Chaque page de cet atlas correspond à une tranche du modèle en volume de Munsell. Il y a 2 tomes de cet atlas; l’un est dédié aux couleurs chaudes etl’autre aux couleurs froides.
Chaque page de cet atlas présente un classement particulier qui se nomme « triangle de désaturation » : chaque page est consacré à une couleur pure qui sa désature vers une gamme de gris neutre.
Cette planche par exemple est faite uniquement avec du orange mêlé de noir et de blanc. Si on extrait trois échantillons très différents de cette planche, cela crée une harmonie « homochrome » .
En effet, il y aura une harmonie puisque c’est strictement la même couleur avec des différences de saturation et de clarté."
Un peintre qui fait un usage extraordinaire de la couleur ? 

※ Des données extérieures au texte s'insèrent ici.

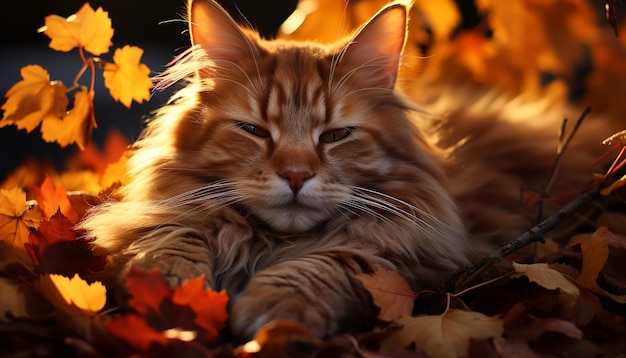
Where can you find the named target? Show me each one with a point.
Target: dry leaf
(595, 253)
(87, 28)
(52, 197)
(443, 336)
(128, 79)
(17, 217)
(56, 248)
(73, 296)
(546, 277)
(77, 124)
(34, 99)
(209, 306)
(12, 299)
(390, 292)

“Michel Carrade. C’est un peintre dont j’ai un tableau ici même. C’est absolument incroyable l'expérience de couleurs que fait Michel Carrade. Je trouve cela fantastique en termes de couleurs. Autour de ce vert on a du jaune et du bleu avec des différence de saturation et de clarté, Michel Carrade propose ici des gammes dites analogues.”

Un musée qui vous parle particulièrement ? 

"Le musée Soulages à Rodez est fantastique.Ce musée est construit pour lui et il a participé directement à la construction du musée. Il a tiré un parti incroyable avec la lumière. Les sols du musée sont en acier et les murs sont blancs ou en acier, il y a des grandes baies vitrées, et il y a des jeux de lumières très intéressants. C’est la première fois que je vois un peintre créer un environnement spécifique autour de sa peinture pour la valoriser."